Who/what made you want to write? Was there a particular person, or particular writers/works/art forms that influenced you?
My parents were both writers – my father wrote novels and my mother wrote books about interior design, cookery, and paint finishes. As a child, I loved to read, write, and draw pictures, and this naturally led to writing books. I also loved performing in plays and used to put on plays using a shadow theatre I was given. I remember reading The Young Visiters by Daisy Ashford as a child (it was a book written by a nine-year-old girl in 1890) and realising that I too could write books. It took me a long time to get one published, though!
What inspired you to start writing this book?
I began writing again after a long pause when my children were older and I had a number of stories published in various literary magazines and anthologies and wanted to collect them together. I tend to have an image or a sentence that starts a story: Crow Girl was sparked by seeing a girl in a red coat feeding crows in a wood, for example. The Bells of London Town was inspired by a nursery rhyme (“Oranges and Lemons”) and a visit to the bell tower of a church we lived near at that time, St Dunstan’s in Stepney. The Gift, a story about a magical perfume, was inspired by visiting a perfume shop where the assistant told me about perfumes that smelled of blood and metal.
If your book had a soundtrack, what are some songs that would be on it?
“Crow Cries” by Goat Girl for Crow Girl.
“Oranges and Lemons” by Mediaeval Baebes for The Bells of London Town.
“The Curse” by Agnes Obel for The Gift.
Describe your dream book cover.
I think the cover I have now is about as perfect as it could be! I visited the Tower Hamlets Cemetery Park and saw that a local artist, Sophie Harris-Greenslade, had designed a beautiful tea towel for them to sell. I contacted her and asked her if she could design a ‘folk horror’ style book cover for me and she did a wonderful book cover for me. The cover shows a crow surrounded by thorns, a scene from Crow Girl.
What other professions have you worked in? What’s something about you that your readers wouldn’t know?

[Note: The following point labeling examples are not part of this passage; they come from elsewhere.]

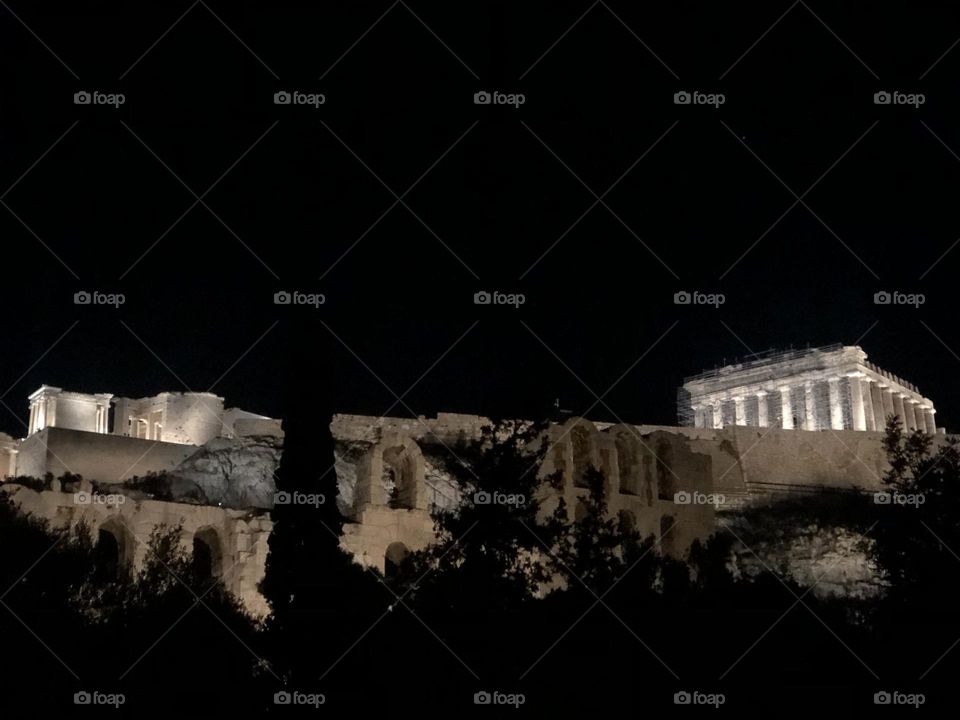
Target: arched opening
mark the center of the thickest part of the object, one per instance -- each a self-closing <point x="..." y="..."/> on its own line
<point x="106" y="556"/>
<point x="580" y="442"/>
<point x="666" y="485"/>
<point x="628" y="463"/>
<point x="207" y="554"/>
<point x="580" y="512"/>
<point x="394" y="560"/>
<point x="399" y="477"/>
<point x="112" y="553"/>
<point x="667" y="534"/>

I have worked as a script editor in television drama and a producer in radio drama for the BBC. I’ve also worked as a documentary and book researcher, web content editor and marketer for various charities and a publishing firm. I think a thing most people wouldn’t know about me is that I can write and edit HTML!
What books did you read (for research or comfort) throughout your writing process?
I think the writer whose work has given me the most inspiration is Angela Carter and specifically her retelling of fairy stories in The Bloody Chamber.
What is one thing you hope readers take away from reading your book? How do you envision your perfect reader?
I would like my stories to stay in readers’ minds like an image from a dream – haunting them.